My View: Digital Identity, Delegations and Access

2022.07.05-SW-View

As society today becomes more digitally connected, we often forget the foundations of modern society involve people to see each other as unique individuals. For individuals to actively engage with their surroundings, they need to feel comfortable, establish trust, and are presented with choices that define their relationship and strength of association with whoever they wish to engage.

How people establish trust and their receptiveness to engage through an identity in a digital ecosystem has an ethnocultural perspective that needs to be respected and understood. This is especially important in Te Tiriti obligations.

Digital advancements

The advancements in digital technology and platform systems have given new life to creating an interoperable health record where a consumer can have more visibility and participation in their medical records, with the hope that knowledge empowerment results in aiding better decisions towards self-management of their health journeys.

However, the enablers of this goal are predicated on our understanding of how a person can form a digital identity, that can permit ease of access to relevant care parties who can provide effective treatments. In most cases, cohorts of populations are enabled because they are ‘easy wins’, such as those with high literacy and connectivity, but the digitally disadvantaged are often left in the ‘too hard’ basket which continually drives health inequities. Pareto principle of 80/20 is often quoted to give the most ‘cost-effective’ engagement for digital enablement but, with healthcare, 99.8% should be the aspirational goal.

In my national experiences from prior work and research, including recently with support of Precision Driven Health, I have had the opportunity to quantitatively and qualitatively engage numerous whānau across Aotearoa New Zealand.

This is to address one question: how to enable as many enrolled patients on healthcare registers, access to their electronic health records as they want it; not how existing software engineers, clinicians, privacy and patient advocates or governance might want it. After three years of extensive interviews, consultation and population health data analysis, what did I learn?

What constitutes a person or individual?

How we define an individual often is based on their anchor name, with the assumption that their (up to 53) senses are working well. A normal persona often used in policy assumptions for creating digital identity is that a person is happy to stay in the same location, static ethnicity, gender and other unique personalised contact details like email and mobile and are the typical ‘median’ income contributor to society.

However, instead of finding people who could be related to the normal persona:

  • every aspect of a name and gender may change over time from what was documented at birth
  • ethnicity association, especially with genealogy/genetic services changes as more discoveries come to light
  • transient nature of contact details due to employment, lifestyle or cybersecurity reasons
  • life circumstances such as partnership separation, cultural changes and children adopting mother’s maiden name

So, when digital identity is bound to an individual based on their legal document, it may be incorrectly bound soon after one or more life events.

From my research I found that about a third of all health consumers would prefer to operate one shared contact detail (e.g. email or mobile), primarily due to shared care responsibilities of the ‘head of the household’, and people often say ‘I have shared my mailbox with my family for 50 years, so why do I have to change now?’

Delegation and Access

Biological immediate family relationships are often assumed to be one of the most trusted, but in some parts of society, this may also be the most fragile. An individual’s trusted social support network helps define who they approach and how they seek advice.

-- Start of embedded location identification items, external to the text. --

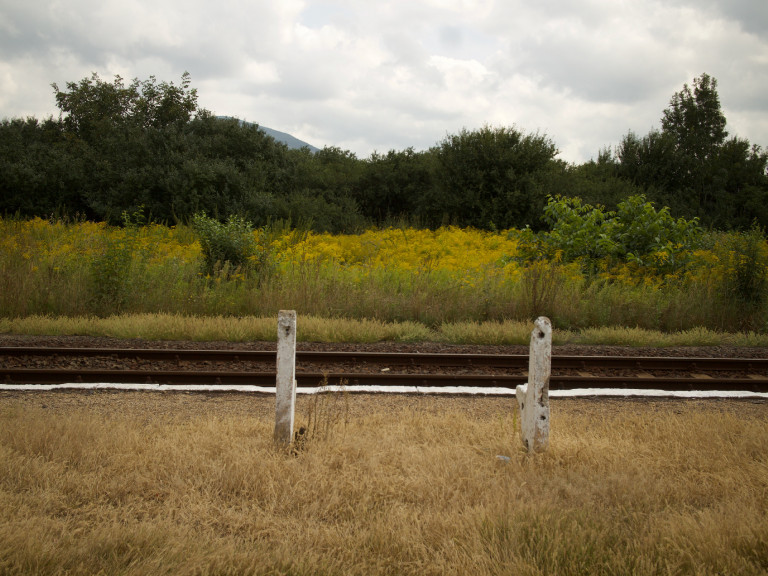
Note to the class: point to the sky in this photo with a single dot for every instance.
(370, 76)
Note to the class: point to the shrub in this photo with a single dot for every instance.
(230, 245)
(636, 233)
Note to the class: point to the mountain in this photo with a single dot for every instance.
(287, 139)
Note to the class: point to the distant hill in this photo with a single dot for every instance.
(287, 139)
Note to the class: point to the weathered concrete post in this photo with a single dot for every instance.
(533, 397)
(286, 376)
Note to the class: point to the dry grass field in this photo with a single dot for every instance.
(152, 483)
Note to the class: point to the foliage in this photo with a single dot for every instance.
(636, 233)
(92, 106)
(745, 279)
(487, 178)
(690, 166)
(230, 244)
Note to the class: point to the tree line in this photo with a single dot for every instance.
(147, 147)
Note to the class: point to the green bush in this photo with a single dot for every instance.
(635, 233)
(229, 246)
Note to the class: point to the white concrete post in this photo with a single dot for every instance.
(533, 397)
(286, 376)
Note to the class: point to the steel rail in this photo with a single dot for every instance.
(559, 362)
(313, 379)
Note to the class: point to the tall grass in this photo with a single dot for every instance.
(429, 278)
(408, 486)
(319, 329)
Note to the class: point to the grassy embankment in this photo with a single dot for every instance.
(451, 285)
(175, 484)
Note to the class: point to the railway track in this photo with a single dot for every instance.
(41, 365)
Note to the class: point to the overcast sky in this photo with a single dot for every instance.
(375, 76)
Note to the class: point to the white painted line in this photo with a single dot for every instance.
(426, 390)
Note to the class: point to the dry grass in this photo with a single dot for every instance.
(191, 484)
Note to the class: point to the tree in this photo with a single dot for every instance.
(92, 107)
(488, 178)
(695, 121)
(691, 166)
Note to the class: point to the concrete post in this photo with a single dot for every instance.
(286, 377)
(533, 397)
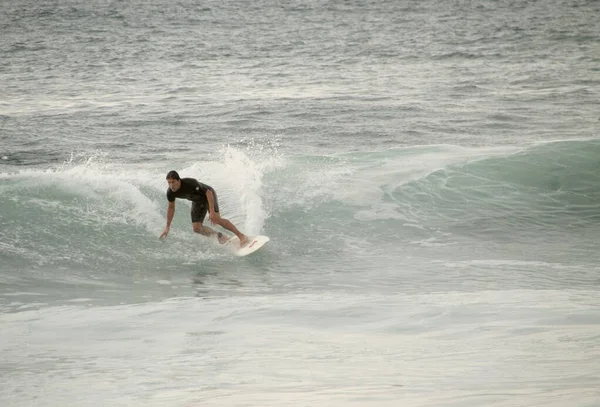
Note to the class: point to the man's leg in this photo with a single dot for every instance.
(198, 213)
(206, 231)
(226, 224)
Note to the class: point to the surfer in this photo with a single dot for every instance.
(204, 199)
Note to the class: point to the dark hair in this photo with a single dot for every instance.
(173, 175)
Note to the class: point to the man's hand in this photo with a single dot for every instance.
(214, 217)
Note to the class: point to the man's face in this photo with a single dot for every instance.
(174, 184)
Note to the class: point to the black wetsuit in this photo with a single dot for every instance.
(194, 191)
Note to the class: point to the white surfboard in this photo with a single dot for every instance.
(254, 243)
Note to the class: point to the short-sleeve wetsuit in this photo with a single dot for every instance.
(194, 191)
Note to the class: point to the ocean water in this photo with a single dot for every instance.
(428, 173)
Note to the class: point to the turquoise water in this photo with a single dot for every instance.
(427, 174)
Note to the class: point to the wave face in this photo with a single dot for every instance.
(91, 213)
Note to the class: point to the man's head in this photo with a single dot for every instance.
(173, 180)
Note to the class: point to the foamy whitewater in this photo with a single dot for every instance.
(428, 174)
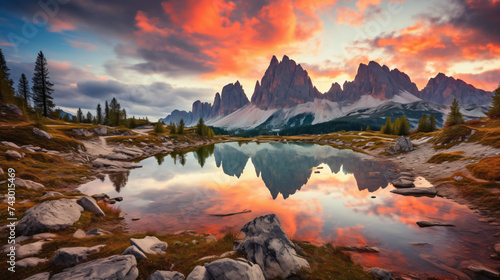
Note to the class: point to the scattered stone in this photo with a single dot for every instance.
(14, 154)
(97, 232)
(381, 274)
(433, 224)
(88, 203)
(267, 245)
(150, 245)
(403, 183)
(166, 275)
(50, 215)
(403, 144)
(42, 133)
(79, 234)
(114, 267)
(44, 235)
(48, 194)
(10, 144)
(74, 255)
(416, 191)
(30, 262)
(132, 250)
(363, 249)
(39, 276)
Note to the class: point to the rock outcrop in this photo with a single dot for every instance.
(267, 245)
(443, 89)
(50, 215)
(114, 267)
(284, 85)
(226, 269)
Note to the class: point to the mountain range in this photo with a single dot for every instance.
(286, 98)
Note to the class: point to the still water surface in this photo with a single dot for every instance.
(319, 193)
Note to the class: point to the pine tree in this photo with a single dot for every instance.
(387, 128)
(404, 128)
(23, 90)
(200, 127)
(180, 128)
(6, 83)
(432, 123)
(455, 116)
(42, 87)
(79, 115)
(106, 113)
(99, 114)
(494, 111)
(422, 125)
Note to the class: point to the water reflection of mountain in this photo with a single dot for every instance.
(285, 168)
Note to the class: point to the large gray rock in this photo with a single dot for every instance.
(89, 204)
(116, 267)
(74, 255)
(30, 262)
(150, 245)
(227, 269)
(132, 250)
(416, 191)
(50, 215)
(267, 245)
(14, 154)
(403, 144)
(42, 133)
(381, 274)
(39, 276)
(166, 275)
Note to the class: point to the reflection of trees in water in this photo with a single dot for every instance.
(119, 180)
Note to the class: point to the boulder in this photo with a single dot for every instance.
(403, 144)
(10, 144)
(30, 262)
(267, 245)
(403, 183)
(89, 204)
(132, 250)
(97, 231)
(39, 276)
(150, 245)
(50, 215)
(74, 255)
(380, 273)
(79, 234)
(101, 131)
(114, 267)
(42, 133)
(416, 191)
(166, 275)
(433, 224)
(14, 155)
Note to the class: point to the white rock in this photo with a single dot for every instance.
(42, 133)
(114, 267)
(150, 245)
(50, 215)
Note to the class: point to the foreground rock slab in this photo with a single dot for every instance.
(226, 269)
(433, 224)
(166, 275)
(50, 215)
(267, 245)
(150, 245)
(114, 267)
(416, 191)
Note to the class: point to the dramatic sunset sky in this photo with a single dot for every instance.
(156, 56)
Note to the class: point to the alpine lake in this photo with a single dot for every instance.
(320, 194)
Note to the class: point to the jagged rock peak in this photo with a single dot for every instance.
(285, 84)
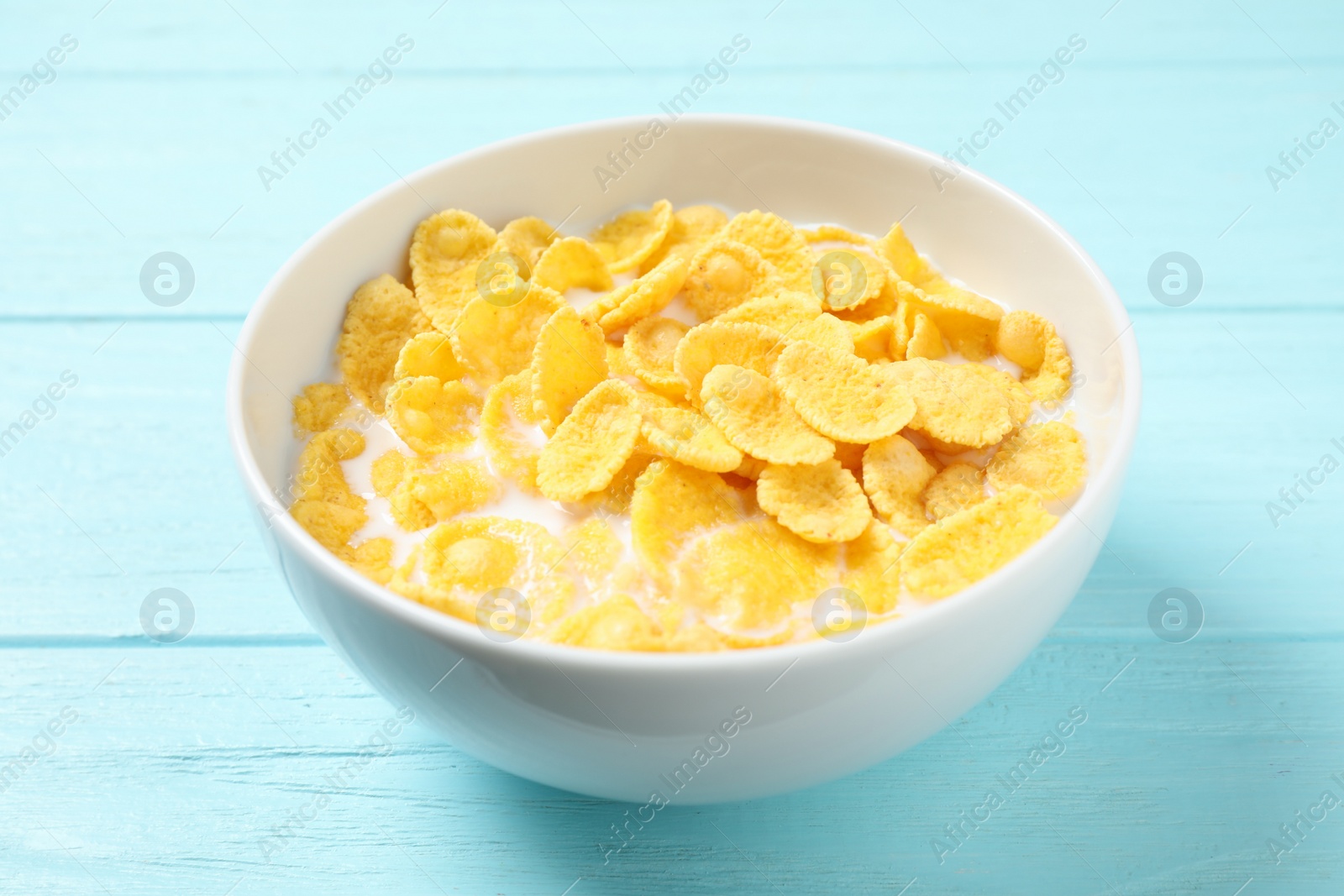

Defining the relationship and level of association between stated individuals helps system designers apply rules for role-based access controls. Health Act 1956 section 22F states as long as the individual consents, disclosure to a delegated party is permissible. How should digital access permissions be governed in a pragmatic sense while respecting family and social support network dynamics?

People want to access relevant information that helps them or others on their behalf drive decisions, including the level of information required for reassurance or guiding a journey. This means if any individual wishes to delegate their responsibilities need to be provided with the relevant information according to the situation.

However, current designs for healthcare data access are centralised around defining the purpose and justifying proximity for point of care events. If it isn’t stated in the purpose, then information is considered inappropriate for disclosure.

The limits on data access by delegated parties, whether it is whānau providing support, or clinicians who are part of the wider care team, is that undisclosed data is not considered as part of existing treatment, and harm is more likely to occur when there are conflicting treatment protocols.

If too much data is disclosed without relevance will also achieve the same result, where potentially important information is ignored from cognitive overload. Over disclosure without understanding the implications has also resulted in harm, such as health insurance declining policies or claims when patients need it most.

Hira

Hira offers a great next step opportunity to tackle some of these concerns. The fundamental approach should be trust but verify in a mana whenua co-designed process, enabling benefits, limitations, and potential harms to be understood by all engaged parties.

An important factor is also the redress of potential or actual ‘harm’ to be managed early in a genuine and empathic manner, similar to ACC’s no-fault approach. Until all parties, including patients, whānau, clinicians and the health system, are comfortable and any grievances have an avenue to be redressed, then Aotearoa New Zealand can’t realise the potential for a digital health system.